Discrimination and stereotypes prevent many people
from receiving opportunities for advancement. We see evidence of this type of
discrimination towards different cultures in three different poems written by
Martin Espada: “The New Bathroom Policy at English High school”, “Revolutionary
Spanish Lesson”, and “Two Mexicanos Lynched in Santa Cruz California, May 3,
1877”. Many people make racist remarks about other cultures out of sheer
ignorance.
For instance, in the “Revolutionary Spanish Lesson”
the narrator explains how he feels when his name is mispronounced. The people
states how when the author’s name is mispronounced, he gets very angry and
fantasizes about doing things that are against the law. Some of these things
include, hijacking a bus full of people and intimating them with a toy pistol. I
think the reason why Martin Espada wrote the poem this way was to show that you
should not make assumptions about people’s race, color, or creed. When he
starts the poem, “Whenever my name is pronounced,” he states the premise that
he takes it personally when people mispronounce his name.
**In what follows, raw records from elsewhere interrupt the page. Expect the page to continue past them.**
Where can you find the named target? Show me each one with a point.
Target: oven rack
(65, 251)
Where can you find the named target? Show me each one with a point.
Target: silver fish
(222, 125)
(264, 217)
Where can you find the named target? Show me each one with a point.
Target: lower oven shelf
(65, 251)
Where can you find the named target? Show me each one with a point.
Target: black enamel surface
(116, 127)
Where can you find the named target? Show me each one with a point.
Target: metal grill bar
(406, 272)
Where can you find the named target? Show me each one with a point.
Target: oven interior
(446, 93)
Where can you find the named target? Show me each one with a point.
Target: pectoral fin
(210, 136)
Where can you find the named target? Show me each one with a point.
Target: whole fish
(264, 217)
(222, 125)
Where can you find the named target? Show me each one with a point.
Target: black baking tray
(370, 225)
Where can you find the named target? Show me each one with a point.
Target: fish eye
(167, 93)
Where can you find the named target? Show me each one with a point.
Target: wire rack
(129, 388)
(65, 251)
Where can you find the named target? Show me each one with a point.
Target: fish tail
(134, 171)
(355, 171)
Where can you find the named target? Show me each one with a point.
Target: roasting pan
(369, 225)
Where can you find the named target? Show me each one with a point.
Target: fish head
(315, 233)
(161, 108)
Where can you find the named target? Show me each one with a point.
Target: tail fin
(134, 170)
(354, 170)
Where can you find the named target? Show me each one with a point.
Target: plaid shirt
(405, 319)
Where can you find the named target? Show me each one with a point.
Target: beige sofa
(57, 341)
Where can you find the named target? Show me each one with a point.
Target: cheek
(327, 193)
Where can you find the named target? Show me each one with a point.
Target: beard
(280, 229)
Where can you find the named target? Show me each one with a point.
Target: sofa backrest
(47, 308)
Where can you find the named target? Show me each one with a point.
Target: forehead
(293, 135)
In the poem, Espada says
he would like to hijack a bus load of Republicans and make them chant anti-
American slogans in Spanish. It is perceived that Republicans are the anti-
immigration party and by forcing them to speak against their country in a foreign
tongue, he wants them to feel as uncomfortable as he felt.
Another example of Martin Espada teaching his
readers about discrimination towards cultures is in his poem, “The New Bathroom
Policy at English High School”. The principal, while in one of the bathroom
stalls, over hears some students speaking Spanish. He cannot understand
anything they are saying except he could understand when they mentioned his
name This makes him believe that the
students were talking about him and this intimates him because he cannot
understand what they are saying. He then abuses his power as the principal to “ban
Spanish from the bathrooms” because he now realizes how uncomfortable it is
when you don’t understand what people are saying. Further, this act takes away
the basic right of freedom of speech for the students.
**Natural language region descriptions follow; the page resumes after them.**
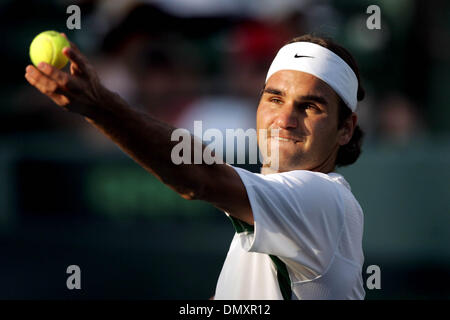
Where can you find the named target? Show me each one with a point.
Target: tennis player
(298, 228)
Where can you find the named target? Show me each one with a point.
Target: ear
(346, 132)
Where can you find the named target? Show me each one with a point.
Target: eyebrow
(308, 97)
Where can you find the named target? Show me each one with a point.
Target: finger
(59, 99)
(60, 77)
(46, 86)
(40, 81)
(76, 57)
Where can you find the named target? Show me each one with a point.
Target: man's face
(305, 110)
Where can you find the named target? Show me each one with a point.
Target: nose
(287, 117)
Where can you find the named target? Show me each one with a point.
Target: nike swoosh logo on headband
(299, 56)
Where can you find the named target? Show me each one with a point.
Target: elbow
(193, 193)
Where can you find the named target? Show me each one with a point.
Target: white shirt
(312, 222)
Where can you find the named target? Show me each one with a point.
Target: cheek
(264, 117)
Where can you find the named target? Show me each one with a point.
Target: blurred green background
(70, 196)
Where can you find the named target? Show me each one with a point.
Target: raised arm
(144, 138)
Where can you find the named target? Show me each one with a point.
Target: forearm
(148, 141)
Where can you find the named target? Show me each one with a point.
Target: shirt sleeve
(298, 217)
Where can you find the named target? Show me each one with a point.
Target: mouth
(285, 139)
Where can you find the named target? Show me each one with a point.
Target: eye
(307, 106)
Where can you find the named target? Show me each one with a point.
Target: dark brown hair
(349, 153)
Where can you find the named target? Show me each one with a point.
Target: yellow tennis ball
(47, 47)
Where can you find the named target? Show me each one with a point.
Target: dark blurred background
(70, 196)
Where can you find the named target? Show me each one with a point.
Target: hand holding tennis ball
(47, 47)
(79, 91)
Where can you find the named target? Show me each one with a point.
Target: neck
(327, 166)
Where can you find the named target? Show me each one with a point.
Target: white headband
(320, 62)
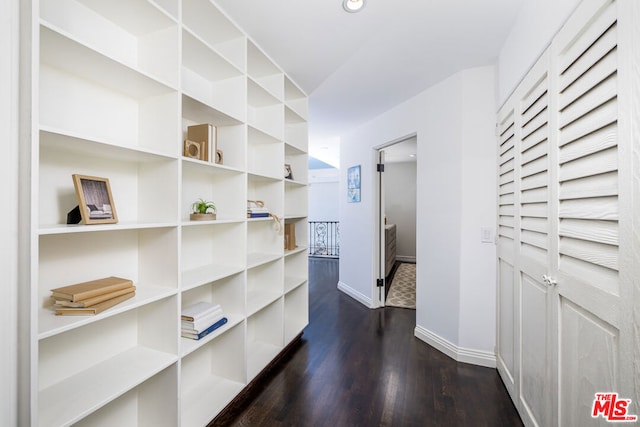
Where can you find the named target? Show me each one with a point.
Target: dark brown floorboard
(361, 367)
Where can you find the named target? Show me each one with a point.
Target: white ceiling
(403, 151)
(355, 66)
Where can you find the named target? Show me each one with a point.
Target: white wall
(535, 26)
(449, 122)
(400, 206)
(323, 194)
(8, 214)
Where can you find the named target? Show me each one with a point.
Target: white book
(202, 323)
(198, 310)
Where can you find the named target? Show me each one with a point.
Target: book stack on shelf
(200, 319)
(256, 209)
(92, 297)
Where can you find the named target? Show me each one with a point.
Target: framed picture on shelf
(288, 172)
(193, 149)
(353, 184)
(95, 200)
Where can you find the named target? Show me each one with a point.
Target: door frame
(378, 295)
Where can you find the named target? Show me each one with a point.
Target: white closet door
(568, 243)
(534, 201)
(593, 323)
(506, 292)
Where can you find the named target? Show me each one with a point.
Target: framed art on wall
(353, 184)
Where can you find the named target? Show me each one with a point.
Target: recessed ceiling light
(352, 6)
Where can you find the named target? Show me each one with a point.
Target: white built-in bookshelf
(115, 85)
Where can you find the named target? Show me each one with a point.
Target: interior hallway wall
(400, 206)
(453, 120)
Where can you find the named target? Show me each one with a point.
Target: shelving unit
(116, 85)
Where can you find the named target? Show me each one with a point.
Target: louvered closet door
(535, 246)
(594, 330)
(526, 314)
(506, 292)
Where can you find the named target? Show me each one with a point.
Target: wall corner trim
(459, 354)
(361, 298)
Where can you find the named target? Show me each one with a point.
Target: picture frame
(353, 184)
(95, 200)
(193, 149)
(288, 172)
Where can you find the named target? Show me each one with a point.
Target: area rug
(402, 292)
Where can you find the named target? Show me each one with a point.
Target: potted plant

Lastly, the poem “Two Mexicanos Lynched in Santa
Cruz, California, May 3, 1877,” describes how two Hispanic people were lynched
while forty Gringos (Spanish slang, term meaning white people), stood there and
cheered. The thought of people pulling on the rope until their necks snapped
and did not do anything to improve the situation make me realize how
inconsiderate and selfish people are. Espada also indicates the lack of human
sorrow for the “floating corpses” that are before “a high – collar boy smirking,
some peering from the shade of the bowler hats, but all crowding into the photograph.”
What this statement shows is that, forty people would rather fight to be in the
photograph with 2 lynched people rather than show them any human decency. We don’t
even know the reason why the two Mexicanos were lynched in the first place or whether
they had any legal trial. In any case, the forty Gringo Vigilantes should have
extended some type of human concern and empathy toward these men.
Martin
Espada writes three very compelling poems about how people discriminate against
one another because of their race and culture. Espada shows his readers how
disrespectful and judgmental people can truly be. In these poems, Espada
highlights an example of abuse of power, turning the tables on individuals to
make them aware of being uncomfortable and a lack of basic human decency towards
others. He uses these scenarios to show how discrimination and stereotypes
prevent people from receiving opportunities for advancement.